In the past week I celebrated so much.
The birthday of two siblings, both whom I love so much and care about with all of my heart. In the past year I've grown somewhat a part from them, yet in other ways drawn closer. No matter our differences, I'm thankful God put them in my life and can't imagine life without them here. A big family is a blessing and I love all of my brothers and sisters a lot!
I passed the 31 week mark in my pregnancy! Half scary, half amazing. :-) The weeks are flying by, I can't believe our little girl will be here soon. As the days go by she gets bigger and bigger (mom too! haha) and as much as I get irritated (already) when she kicks my ribs at bedtime, I still love feeling her inside of me. This week I read some stories about women who hated being pregnant and looked back on it as the most horrible time in their life. I'm not through with being pregnant yet so I probably don't have a say in the discussion...but after reading those kind of statements from different women, I felt so blessed that God granted me such a wonderful pregnancy thus far. I'm happy. I feel loved. I feel feminine, beautiful. I feel incredibly special. And I can honestly say that I'm going to look back on this time with fond memories! God is so good.
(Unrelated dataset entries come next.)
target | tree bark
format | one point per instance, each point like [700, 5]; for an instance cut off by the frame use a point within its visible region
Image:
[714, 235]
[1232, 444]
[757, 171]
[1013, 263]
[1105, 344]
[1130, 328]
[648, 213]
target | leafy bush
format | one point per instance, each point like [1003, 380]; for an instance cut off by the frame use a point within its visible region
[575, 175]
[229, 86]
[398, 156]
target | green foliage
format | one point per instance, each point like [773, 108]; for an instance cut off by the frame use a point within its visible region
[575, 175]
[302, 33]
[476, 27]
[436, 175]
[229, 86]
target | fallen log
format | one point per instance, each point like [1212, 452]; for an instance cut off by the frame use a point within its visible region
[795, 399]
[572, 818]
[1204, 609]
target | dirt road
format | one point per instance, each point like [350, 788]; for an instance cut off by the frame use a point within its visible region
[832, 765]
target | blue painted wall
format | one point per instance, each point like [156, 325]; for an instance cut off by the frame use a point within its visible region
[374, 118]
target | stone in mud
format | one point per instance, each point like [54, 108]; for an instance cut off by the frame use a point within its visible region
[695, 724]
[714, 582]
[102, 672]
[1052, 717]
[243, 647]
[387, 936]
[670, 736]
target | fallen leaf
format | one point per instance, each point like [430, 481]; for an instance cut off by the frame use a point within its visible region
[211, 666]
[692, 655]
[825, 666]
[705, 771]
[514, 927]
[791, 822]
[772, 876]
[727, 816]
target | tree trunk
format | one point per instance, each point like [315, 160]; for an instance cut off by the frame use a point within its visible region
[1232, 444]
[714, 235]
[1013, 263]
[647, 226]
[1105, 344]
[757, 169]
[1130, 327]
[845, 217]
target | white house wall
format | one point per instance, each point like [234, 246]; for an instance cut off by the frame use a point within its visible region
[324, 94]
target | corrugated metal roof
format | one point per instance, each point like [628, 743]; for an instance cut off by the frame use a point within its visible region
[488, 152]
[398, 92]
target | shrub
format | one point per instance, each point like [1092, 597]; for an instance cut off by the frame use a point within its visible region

I also celebrated my 21st birthday! Yes, I know...lots of family birthdays this month! :-) My birthday always makes me thoughtful and full of nostalgia as I look back on the year gone behind me. It's been a harder year that I would have expected, in many ways the most difficult I've faced so far. I feel like I've failed in many ways, but I'm also proud of the (few! lol) accomplishments and growth in my personal life. No matter what trials I went through the last year, I still feel thankful for being given another year of life. It's a true gift from God! I look forward to the year before me, and am excited to see what will be in store for me. :-)
Last but not least... in case you've never read how I met my husband, you can read the post I wrote about it HERE. :-) But to make a long story short, we met on my birthday two years ago! Now that is definitely cause to celebrate. :-) In a lot of ways it feels more like an anniversary than the day we got married. I know I say it a lot, but I just couldn't say it enough. I am the luckiest girl in the world. No, I didn't marry a perfect man. He drives me crazy. He makes me mad. We disagree and argue. We are not that picture perfect couple like you see in the movies. But I love that man. So much. And really, the good times will always outweigh the bad. As often as he makes me mad, he makes up for it by making me the happiest girl on the planet. He puts up with my crazy American self. He takes better care of me than I deserve. Loves me unconditionally. I couldn't ask for a better husband! :-) And now we're having a baby together and the whole thing is just ... perfect. As imperfect as we are, together our life really is perfect. I know I am not making any sense. Okay. I'll stop rambling now.
I guess I just feel overwhelmed with gratitude today and feel the need to get it all out. God has blessed me more than I deserve and today, I just feel thankful for it all.